Here in the Phoenix area, October means it is time for the Arizona State Fair. The following column about the fair was published on Oct. 16, 2005.
OUR STATE FAIR
The Arizona State Fair started Friday, and I asked a young colleague if she was going. She wrinkled her nose and said no; it is too noisy, too crowded, too messy, too crude for her tastes, she said.
And I thought, gee, those are the reasons I like the fair.
In our postmodern, homogenized society, our entertainment seems to have been given over completely to technology. It is impersonal, sterile, passive.
Sure, the fair is quirky, flawed, unsophisticated, hopelessly tacky. In other words, it’s like me.

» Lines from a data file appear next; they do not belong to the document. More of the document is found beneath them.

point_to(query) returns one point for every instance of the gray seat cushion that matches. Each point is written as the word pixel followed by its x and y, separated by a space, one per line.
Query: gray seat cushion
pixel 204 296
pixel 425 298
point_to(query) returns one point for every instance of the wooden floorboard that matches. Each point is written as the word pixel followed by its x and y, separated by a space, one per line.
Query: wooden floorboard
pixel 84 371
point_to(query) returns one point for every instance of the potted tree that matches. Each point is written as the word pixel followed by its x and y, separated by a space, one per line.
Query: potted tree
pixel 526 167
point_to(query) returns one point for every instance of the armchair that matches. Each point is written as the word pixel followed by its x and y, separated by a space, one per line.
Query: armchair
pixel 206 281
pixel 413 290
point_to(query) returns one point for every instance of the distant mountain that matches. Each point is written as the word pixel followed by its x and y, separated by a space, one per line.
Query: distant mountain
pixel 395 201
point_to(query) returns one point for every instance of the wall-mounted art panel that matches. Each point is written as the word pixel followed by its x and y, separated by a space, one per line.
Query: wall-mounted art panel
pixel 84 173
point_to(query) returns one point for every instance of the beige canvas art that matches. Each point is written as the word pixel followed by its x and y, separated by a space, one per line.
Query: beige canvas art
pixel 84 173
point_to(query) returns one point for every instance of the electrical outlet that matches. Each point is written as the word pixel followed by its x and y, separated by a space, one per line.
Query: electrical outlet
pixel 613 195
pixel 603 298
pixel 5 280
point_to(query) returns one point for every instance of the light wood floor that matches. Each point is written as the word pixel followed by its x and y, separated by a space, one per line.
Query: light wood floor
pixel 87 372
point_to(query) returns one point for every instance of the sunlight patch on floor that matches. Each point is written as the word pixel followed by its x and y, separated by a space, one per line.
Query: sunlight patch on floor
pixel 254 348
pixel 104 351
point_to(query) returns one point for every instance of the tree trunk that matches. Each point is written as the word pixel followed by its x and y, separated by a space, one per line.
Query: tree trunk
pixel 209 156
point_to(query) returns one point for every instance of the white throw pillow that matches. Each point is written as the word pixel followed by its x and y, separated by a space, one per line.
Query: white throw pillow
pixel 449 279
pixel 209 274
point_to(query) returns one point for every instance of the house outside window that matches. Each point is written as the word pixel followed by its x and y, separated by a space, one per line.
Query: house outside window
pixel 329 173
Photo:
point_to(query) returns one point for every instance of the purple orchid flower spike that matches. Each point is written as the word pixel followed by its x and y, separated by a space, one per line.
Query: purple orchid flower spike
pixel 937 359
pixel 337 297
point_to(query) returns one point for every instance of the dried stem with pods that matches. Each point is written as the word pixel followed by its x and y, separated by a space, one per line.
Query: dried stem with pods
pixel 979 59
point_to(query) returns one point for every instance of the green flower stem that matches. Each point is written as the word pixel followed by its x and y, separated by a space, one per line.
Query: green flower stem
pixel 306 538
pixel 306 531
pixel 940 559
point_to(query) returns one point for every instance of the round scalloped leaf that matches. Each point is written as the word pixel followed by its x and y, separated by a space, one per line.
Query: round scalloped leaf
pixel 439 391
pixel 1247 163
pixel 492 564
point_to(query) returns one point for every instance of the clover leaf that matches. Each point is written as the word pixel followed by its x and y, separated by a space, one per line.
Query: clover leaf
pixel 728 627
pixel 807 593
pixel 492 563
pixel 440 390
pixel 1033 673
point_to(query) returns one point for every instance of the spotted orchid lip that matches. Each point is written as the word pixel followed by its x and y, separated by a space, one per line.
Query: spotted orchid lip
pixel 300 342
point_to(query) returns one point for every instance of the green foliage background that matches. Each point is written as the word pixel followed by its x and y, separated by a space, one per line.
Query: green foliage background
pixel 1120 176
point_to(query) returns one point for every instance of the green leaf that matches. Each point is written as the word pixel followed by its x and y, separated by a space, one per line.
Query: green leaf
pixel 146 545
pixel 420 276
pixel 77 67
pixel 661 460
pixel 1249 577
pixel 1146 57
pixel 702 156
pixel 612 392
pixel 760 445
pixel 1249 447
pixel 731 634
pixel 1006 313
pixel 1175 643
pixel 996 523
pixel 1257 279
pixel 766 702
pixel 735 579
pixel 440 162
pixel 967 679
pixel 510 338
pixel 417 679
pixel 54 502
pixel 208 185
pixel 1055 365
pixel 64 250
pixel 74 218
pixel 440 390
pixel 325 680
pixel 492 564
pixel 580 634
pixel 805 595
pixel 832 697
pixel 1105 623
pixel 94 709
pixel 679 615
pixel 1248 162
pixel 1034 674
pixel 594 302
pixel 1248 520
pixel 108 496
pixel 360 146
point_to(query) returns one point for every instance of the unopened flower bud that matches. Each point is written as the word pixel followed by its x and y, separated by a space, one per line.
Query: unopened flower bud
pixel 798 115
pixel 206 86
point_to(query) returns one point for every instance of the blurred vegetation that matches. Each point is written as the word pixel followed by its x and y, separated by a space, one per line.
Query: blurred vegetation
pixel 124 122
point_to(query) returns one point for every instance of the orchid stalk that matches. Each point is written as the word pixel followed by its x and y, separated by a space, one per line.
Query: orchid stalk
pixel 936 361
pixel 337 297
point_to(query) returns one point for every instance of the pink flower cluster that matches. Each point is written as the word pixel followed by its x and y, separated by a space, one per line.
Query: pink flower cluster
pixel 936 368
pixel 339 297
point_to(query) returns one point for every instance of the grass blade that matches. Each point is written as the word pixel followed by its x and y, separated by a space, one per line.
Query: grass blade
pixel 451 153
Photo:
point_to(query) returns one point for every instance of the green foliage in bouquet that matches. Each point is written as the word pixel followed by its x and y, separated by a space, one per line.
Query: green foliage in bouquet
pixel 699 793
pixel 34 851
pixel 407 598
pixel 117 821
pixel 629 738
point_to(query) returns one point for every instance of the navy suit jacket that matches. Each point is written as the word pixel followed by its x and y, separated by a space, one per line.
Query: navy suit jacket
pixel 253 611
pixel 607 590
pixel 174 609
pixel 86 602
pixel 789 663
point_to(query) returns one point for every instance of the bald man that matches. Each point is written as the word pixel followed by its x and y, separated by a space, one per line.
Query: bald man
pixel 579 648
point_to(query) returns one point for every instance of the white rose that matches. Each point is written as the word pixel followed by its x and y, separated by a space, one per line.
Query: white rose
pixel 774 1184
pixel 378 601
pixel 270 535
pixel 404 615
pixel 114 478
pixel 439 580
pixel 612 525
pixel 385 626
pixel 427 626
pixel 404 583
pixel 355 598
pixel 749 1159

Go to a mega-theme park and you are nothing more than a consumer. Go to the fair and you are a real person talking to another real person about how he grew a 385-pound pumpkin. You just won’t see that at Legoland.
For all the clutter, confusion and cheesy attractions, state fairs remain popular. Probably the most famous of the state fairs is the Iowa State Fair, an event so popular that it inspired a Broadway musical: "Les Miserables," I think it was.
So I encourage all skeptics to take another look. There are still people who can make butter out of a cow, but where else will you see somebody making a cow out of butter? Where else will you find a booth that sells 14-foot fishing boats that can be folded flat and stored under your bed? Where else can you see hundreds of livestock, thousands of crafts and food items, all the products of folks who might be your neighbors?
I’m talking about folks such as Helen Spangler and Debbie Young. I don’t know either, but I bet they both have big, fat husbands. Spangler won eight blue ribbons for cakes. Young took home five blue ribbons for bread-making.
Nancy Asper only won a third place, which I would protest if I were her. Her "Most Outlandish’’ entry was a cake that looked exactly like a cat’s litter box — one badly in need of cleaning, at that.
The fair is all about stealing a kiss from your sweetie when the Ferris Wheel stops at the top. It’s about eating foods dripping with fat and not feeling guilty. It’s about winning an enormous overstuffed animal and then realizing you have to tote it around for the next three hours.
It’s about petting a rabbit, mooing at a cow (admit it, you’ve done that). It’s about giggly girls flirting with the boys and grandpas spoiling the kids with trinkets.
It’s about recognizing all the ordinary people around you and realizing that you fit right in.
It makes me feel sad for my young colleague, who seems to have forgotten that sense of wonder in the ordinary.
Messy, loud, crowded, tacky? What’s not to like?